The Intergovernmental Panel on Climate Change (IPCC, 2022) report upholds that climate change effects are not gender neutral. It further notes that women and children are among the highest risk groups.
Within the global climate agenda, the interconnection between gender and climate change is emerging as an important area of focus with a greater emphasis on formulation of gender-responsive national climate policies as well as climate action. But this calls for in-depth research, that will generate solid evidence, for the benefit of those most at risk as priority.

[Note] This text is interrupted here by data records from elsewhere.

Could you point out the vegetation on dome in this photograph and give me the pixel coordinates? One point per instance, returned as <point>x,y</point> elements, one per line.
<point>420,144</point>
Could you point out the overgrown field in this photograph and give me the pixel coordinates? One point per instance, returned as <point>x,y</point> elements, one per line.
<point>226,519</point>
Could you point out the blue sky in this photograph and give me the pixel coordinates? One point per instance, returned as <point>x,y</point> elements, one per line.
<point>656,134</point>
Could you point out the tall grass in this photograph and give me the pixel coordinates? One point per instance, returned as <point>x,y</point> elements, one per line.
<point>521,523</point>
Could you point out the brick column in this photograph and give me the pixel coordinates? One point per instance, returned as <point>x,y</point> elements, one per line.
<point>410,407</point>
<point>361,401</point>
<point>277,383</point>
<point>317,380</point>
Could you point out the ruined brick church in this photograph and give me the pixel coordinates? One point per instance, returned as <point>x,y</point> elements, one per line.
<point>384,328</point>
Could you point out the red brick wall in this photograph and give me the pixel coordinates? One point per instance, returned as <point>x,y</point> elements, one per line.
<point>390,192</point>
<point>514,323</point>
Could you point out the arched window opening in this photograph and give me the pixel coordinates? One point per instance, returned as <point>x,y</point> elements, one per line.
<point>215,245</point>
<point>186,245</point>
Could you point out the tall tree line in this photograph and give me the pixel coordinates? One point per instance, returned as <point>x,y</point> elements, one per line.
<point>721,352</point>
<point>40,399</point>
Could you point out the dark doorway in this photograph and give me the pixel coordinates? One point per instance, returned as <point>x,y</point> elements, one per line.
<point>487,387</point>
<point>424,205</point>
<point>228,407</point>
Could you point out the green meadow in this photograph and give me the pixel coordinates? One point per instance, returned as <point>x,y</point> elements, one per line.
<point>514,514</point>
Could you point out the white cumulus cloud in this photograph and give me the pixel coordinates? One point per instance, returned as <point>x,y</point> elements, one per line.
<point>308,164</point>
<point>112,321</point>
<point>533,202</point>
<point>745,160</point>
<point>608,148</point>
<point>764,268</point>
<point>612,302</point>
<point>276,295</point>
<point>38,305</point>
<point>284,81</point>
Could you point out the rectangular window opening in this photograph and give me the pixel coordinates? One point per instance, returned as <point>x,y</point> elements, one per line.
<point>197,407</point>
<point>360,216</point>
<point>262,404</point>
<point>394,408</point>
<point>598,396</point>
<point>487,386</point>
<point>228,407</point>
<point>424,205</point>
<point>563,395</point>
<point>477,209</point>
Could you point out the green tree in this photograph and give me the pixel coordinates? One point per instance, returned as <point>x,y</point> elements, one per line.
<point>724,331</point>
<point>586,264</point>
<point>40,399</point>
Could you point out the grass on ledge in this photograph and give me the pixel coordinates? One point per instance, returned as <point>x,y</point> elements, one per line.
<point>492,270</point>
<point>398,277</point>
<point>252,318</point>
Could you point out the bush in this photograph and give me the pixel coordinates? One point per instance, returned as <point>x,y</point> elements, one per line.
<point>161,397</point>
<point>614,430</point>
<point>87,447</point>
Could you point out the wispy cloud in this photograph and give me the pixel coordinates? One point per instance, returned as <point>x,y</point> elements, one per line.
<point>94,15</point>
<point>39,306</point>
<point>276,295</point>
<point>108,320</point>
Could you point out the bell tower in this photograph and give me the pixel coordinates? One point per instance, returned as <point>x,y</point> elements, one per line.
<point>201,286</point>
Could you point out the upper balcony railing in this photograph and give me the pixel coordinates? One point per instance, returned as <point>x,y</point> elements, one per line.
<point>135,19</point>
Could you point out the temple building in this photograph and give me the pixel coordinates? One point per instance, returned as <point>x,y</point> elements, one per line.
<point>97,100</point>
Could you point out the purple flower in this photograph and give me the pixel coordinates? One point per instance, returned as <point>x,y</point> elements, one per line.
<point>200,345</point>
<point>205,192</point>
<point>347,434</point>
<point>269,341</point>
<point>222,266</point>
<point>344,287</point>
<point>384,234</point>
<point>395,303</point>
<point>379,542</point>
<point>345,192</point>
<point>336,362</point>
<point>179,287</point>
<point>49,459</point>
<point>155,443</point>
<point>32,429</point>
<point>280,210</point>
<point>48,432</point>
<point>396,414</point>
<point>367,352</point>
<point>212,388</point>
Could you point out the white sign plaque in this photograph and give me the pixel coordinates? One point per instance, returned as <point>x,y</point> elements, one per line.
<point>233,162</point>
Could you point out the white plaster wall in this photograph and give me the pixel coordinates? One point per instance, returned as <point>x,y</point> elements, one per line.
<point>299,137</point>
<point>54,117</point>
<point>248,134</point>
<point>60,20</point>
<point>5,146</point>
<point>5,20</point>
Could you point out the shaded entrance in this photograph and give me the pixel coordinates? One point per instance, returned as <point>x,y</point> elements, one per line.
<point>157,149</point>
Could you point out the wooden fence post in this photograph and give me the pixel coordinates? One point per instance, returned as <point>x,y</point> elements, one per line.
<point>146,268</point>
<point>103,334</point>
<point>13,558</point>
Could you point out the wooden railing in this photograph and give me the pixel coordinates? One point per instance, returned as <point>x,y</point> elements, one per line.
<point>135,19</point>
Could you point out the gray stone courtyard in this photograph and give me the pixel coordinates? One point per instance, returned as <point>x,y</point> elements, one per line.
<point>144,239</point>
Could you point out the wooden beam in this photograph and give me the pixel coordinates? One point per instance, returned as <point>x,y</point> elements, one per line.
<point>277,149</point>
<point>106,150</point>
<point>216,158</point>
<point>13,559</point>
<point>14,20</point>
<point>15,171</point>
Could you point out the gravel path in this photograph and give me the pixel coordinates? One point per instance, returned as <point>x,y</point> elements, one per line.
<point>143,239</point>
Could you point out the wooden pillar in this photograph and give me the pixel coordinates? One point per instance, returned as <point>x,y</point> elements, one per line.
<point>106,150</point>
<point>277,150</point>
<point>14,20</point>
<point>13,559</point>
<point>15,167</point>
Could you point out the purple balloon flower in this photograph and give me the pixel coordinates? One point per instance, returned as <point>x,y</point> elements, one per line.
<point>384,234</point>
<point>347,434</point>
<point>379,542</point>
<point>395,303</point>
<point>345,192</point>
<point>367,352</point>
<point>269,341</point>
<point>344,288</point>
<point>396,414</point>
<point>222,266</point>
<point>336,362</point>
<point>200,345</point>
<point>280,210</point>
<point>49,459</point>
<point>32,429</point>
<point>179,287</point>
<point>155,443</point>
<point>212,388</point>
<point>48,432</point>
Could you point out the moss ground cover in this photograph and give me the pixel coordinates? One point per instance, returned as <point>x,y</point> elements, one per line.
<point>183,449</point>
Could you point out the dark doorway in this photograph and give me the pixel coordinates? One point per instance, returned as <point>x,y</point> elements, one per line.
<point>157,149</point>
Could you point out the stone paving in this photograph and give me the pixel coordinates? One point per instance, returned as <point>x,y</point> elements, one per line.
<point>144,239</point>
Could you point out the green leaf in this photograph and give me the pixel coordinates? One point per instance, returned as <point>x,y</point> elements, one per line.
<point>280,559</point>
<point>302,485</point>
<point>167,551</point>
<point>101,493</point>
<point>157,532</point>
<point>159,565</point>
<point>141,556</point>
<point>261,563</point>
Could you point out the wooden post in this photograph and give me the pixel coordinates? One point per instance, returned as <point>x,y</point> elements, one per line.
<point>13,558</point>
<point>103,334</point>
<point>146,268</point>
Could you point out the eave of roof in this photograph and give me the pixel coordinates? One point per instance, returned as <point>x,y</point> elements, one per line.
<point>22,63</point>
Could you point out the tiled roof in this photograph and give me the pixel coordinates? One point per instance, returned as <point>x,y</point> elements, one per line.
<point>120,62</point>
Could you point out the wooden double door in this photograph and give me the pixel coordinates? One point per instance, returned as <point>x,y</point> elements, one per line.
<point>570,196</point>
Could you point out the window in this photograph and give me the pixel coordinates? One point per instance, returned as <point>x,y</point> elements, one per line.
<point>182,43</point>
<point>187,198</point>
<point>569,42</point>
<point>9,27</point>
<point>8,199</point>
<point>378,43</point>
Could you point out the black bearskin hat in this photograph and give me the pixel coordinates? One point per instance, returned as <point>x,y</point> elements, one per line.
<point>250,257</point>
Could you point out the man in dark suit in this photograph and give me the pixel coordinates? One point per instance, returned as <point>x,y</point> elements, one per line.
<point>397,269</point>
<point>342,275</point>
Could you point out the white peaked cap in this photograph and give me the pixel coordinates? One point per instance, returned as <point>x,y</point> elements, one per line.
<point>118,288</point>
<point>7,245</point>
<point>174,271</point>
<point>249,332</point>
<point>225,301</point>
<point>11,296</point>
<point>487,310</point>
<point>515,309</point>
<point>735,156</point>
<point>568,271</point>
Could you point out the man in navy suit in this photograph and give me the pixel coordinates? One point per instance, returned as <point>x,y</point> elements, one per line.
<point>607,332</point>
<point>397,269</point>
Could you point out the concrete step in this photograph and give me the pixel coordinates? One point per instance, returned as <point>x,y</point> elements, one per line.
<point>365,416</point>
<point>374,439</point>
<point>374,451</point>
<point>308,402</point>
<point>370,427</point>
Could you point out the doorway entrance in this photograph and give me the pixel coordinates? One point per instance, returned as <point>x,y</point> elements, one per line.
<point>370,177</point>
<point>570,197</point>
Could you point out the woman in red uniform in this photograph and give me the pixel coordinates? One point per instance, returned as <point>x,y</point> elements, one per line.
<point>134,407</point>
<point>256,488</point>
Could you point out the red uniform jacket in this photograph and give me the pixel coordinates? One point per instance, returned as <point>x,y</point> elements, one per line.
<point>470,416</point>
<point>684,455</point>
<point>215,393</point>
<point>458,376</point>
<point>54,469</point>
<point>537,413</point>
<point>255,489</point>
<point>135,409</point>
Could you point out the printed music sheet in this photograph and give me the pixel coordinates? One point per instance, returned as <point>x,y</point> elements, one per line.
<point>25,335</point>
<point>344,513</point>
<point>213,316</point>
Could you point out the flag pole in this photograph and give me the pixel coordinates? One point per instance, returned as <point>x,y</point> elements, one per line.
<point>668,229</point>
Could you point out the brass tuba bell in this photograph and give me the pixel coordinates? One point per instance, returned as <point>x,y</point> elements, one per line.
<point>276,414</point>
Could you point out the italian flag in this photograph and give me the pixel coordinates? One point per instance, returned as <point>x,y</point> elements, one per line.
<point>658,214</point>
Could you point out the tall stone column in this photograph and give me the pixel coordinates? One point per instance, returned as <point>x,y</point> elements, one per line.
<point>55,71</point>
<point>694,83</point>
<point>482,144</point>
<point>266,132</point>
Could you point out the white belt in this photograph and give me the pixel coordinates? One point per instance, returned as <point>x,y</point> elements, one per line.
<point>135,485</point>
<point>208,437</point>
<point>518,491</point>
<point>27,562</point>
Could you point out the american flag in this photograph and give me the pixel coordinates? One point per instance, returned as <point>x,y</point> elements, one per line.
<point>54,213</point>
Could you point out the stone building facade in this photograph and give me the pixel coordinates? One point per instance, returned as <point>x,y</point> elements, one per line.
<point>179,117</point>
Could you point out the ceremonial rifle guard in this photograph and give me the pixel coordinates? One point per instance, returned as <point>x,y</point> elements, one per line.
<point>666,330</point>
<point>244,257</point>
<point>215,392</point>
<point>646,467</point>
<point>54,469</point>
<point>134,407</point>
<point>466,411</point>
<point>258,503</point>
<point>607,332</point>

On the 25th to the 30th of July 2022, a team of experts—researchers and policy— working at the intersection of gender and climate change visited Rwanda to conduct a study on granular gender and climate change vulnerability hotspot mapping for decision support, an initiative funded by the Climate Investment Fund through the African Development Bank (AfDB).
Edith Ofwona Adera, Regional Principal Officer at the AfDB, noted that “climate change impacts affect people differently and therefore requires differentiated responses informed by sex disaggregated data”.
She emphasized the importance of the climate-gender hotspots mapping study noting that it will provide critical evidence to guide gender-responsive climate interventions for the implementation of NDCs, NAPs and other climate-related commitments.
The experts were drawn from the Africa Group of Negotiators Expert Support (AGNES), the Women’s University in Africa (WUA), Accelerating the Impact of CGIAR Climate Research for Africa (AICCRA), AfDB, CGIAR GENDER Impact Platform and Young Volunteers for Environment (YVE).
“The gender and climate hotspot mapping approach aims to identify hotspots— or areas of greatest vulnerability—and provides knowledge and information for policy makers to understand the gender dimensions of climate impacts”, said Dr. Sophia Huyer from AICCRA.
This analysis can help to prioritize opportunities and interventions to inform gender responsive Nationally Determined Contributions (NDCs), National Adaptation Plans (NAPs), and climate action. Recently, CGIAR Gender Impact Platform researchers released a study identifying climate-agriculture-gender inequity hotspots in low- to middle-income countries. The study revealed where climate change hit women the hardest, so that investments could be directed to specific actions to address such inequalities.
While hoping to include other African countries in the coming years, the main objectives of the hotspot mapping work in Rwanda included:
• Deepen work previously done by AfDB by downscaling the gender-climate hotspot analysis from global to country level to reveal gendered climate vulnerabilities.
• Facilitate the development of appropriate policy interventions that will build community resilience to the impacts of climate change in key sectors (agriculture, infrastructure, water and sanitation, ICT and energy) as well as respond to the different ways in which these impacts affect women and men, boys and girls.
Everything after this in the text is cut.